A identidade étnica, seja pelo idioma ou pela preservação de tradições espirituais pré-hispânicas e pré-católicas, se tornou uma força poderosa na política boliviana, e deve garantir a aprovação da Constituição. Cerca de 60 por cento dos adultos se considerem indígenas neste miserável país, com cerca de 10 milhões de habitantes, e muitos ainda se sentem menosprezados.

A Constituição prevê uma representação indígena no Tribunal Constitucional, e autoriza tribos a julgarem e punirem suspeitos de crimes segundo seus costumes tradicionais, e não de acordo com os preceitos jurídicos herdados da colonização espanhola. A nova Carta reconhece também o direito da autodeterminação dos povos indígenas em terras comunitárias e lhes dá o direito de explorar os recursos renováveis, mas com voto também nas decisões sobre a extração de petróleo, gás natural e minérios.

Propriedade de terras

Além do voto pela Constituição, os bolivianos decidirão se querem que as propriedades rurais tenham um limite de 5 mil ou 10 mil hectares.

Os agricultores acreditam que essa restrição ao tamanho das propriedades afetaria os que viessem a ter uma fazenda no futuro, e não os que já têm terras. A oposição destaca que a questão sobre a posse de terras do texto é muito vaga e pode dividir mais ainda a sociedade boliviana.

Constituinte

O referendo constituinte foi convocado em outubro, após decisão consensual no Congresso bicameral, dividido entre governistas e opositores, que se viram obrigados a dialogar para pôr fim à escalada de violência que começou nos departamentos de Santa Cruz e Pando e deixou pelo menos dez camponeses mortos.
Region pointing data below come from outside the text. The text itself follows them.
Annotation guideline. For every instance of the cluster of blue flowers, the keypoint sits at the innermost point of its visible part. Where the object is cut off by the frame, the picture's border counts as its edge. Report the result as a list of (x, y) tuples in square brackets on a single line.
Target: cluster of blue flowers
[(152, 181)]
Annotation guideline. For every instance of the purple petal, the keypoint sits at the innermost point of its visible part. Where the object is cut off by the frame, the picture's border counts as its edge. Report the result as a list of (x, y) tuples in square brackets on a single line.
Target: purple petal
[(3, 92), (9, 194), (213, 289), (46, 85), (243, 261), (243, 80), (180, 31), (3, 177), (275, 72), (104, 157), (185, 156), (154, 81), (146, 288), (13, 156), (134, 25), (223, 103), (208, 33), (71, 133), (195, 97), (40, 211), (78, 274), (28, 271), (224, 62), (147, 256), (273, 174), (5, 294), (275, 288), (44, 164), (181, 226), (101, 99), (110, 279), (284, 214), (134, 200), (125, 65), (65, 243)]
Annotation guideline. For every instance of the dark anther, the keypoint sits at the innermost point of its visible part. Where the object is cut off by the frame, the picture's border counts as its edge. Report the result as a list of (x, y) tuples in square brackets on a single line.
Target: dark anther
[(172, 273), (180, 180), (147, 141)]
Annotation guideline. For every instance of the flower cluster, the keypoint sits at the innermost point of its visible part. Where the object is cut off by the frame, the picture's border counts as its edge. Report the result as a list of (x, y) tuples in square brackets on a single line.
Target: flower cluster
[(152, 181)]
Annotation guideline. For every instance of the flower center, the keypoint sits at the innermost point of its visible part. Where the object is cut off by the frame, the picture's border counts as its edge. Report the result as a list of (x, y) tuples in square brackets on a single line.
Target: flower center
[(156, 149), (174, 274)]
O conflito, que por pouco não deu início a uma guerra civil, expôs as enormes diferenças entre o governo central, empenhado em aprovar sua Constituição, e cinco departamentos - Santa Cruz, Tarija, Chuquisaca, Beni e Pando -, os mais ricos do país, opositores ferrenhos do presidente Evo Morales, que internamente aprovaram seus estatutos de autonomia e são considerados separatistas pelo governo.

O processo inicial para chegar ao texto constitucional que será votado também não foi fácil: a Assembléia Constituinte que o elaborou trabalhou durante 16 meses sem conseguir chegar a um acordo, aprovando-o apenas graças a uma manobra escandalosa do governo, que não permitiu a presença da oposição e mandou o exército cercar o prédio onde ocorria a votação.